Conceptual Overview: How GenSBI is Structured#
This page explains the core concepts and architecture of GenSBI to help you understand how the different components work together.
High-Level Architecture#
GenSBI is built upon three core abstractions:
Models: Neural architectures such as Flux1 and Simformer.
Sampling Algorithms: Primarily Flow Matching and Diffusion. Each abstraction defines its own ODE/SDE formulations and implements the corresponding solvers.
Pipelines: Workflows that orchestrate the end-to-end process of training, validation, and sampling.
Changing or customizing any of these components allows you to adapt GenSBI to your specific inference problems.
Core Concepts#
1. Models#
Models are the neural network architectures that learn to approximate posterior distributions. They are standard Flax NNX modules.
GenSBI provides three main model architectures:
Flux1: A double-stream transformer using Rotary Position Embeddings (RoPE). Best for high-dimensional problems.
Simformer: A single-stream transformer that explicitly embeds variable IDs. Best for low-dimensional problems.
Flux1Joint: A single-stream variant of Flux1 for explicit joint modeling.
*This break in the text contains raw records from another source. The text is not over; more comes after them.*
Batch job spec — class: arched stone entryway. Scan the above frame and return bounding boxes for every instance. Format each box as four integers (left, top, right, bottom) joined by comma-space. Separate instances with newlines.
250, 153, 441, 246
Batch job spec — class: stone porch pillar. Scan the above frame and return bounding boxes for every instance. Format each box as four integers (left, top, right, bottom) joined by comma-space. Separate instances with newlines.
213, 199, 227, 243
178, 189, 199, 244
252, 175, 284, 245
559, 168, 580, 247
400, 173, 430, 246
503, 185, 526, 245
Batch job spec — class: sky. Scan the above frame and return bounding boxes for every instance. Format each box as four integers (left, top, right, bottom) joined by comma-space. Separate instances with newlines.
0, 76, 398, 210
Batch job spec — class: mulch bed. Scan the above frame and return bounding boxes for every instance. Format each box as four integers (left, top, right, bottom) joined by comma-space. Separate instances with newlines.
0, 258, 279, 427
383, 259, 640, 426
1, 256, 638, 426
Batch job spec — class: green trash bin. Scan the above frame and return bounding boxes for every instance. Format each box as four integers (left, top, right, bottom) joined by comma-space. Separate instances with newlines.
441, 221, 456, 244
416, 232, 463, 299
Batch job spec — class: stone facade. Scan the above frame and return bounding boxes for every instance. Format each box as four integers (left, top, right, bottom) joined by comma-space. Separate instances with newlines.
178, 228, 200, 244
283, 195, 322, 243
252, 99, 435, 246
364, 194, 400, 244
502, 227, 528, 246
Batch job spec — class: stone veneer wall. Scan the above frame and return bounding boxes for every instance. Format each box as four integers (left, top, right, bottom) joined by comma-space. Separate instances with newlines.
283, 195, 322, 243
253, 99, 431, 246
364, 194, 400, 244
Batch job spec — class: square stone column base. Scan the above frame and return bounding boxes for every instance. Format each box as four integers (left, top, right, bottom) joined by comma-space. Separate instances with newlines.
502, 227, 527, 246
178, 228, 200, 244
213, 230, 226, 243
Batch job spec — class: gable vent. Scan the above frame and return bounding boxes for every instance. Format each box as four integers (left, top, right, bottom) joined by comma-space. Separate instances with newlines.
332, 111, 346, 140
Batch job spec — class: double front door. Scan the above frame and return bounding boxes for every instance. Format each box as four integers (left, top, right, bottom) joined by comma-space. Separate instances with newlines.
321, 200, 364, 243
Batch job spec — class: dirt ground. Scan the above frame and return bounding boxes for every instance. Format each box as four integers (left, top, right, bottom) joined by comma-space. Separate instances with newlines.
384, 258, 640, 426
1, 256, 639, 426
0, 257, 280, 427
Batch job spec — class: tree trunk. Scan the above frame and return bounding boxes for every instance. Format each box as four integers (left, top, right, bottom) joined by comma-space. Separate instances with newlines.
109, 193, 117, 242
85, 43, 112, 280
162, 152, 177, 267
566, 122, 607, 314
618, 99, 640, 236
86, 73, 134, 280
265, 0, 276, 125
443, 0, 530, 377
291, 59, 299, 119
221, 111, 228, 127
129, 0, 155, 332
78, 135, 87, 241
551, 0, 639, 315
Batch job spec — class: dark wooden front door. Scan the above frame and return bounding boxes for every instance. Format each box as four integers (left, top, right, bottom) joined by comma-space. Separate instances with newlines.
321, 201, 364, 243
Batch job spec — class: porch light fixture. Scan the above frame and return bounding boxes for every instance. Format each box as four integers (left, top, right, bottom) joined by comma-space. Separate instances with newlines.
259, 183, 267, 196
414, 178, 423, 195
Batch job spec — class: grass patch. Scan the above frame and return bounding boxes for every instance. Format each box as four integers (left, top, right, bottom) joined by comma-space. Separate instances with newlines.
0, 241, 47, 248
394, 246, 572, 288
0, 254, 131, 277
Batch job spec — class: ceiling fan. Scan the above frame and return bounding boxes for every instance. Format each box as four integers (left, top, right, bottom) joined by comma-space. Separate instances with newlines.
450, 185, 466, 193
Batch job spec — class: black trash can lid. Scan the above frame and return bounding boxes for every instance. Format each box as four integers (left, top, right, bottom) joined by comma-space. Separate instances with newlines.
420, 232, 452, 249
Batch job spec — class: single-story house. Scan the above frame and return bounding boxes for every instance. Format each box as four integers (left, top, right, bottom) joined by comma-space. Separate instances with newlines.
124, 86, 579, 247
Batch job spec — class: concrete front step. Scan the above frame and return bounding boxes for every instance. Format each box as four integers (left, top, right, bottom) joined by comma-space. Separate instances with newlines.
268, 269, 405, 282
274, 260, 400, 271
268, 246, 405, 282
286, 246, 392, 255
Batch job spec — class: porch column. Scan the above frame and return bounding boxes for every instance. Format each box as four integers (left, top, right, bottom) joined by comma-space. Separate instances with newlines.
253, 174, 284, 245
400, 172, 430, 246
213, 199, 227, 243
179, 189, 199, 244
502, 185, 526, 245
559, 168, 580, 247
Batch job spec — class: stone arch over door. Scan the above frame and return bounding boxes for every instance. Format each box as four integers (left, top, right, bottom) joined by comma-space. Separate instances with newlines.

Good for likelihood-dominated problems.
For detailed comparisons and selection guides, see Model Cards.
Note
GenSBI represents both parameters (\(\theta\)) and observations (\(x\)) with the tensor convention (batch, dim, channels).
dim_obs: number of parameter tokens (how many parameters you infer).dim_cond: number of conditioning tokens (how many observables you provide to the model).ch_obsandch_cond: number of values carried by each token.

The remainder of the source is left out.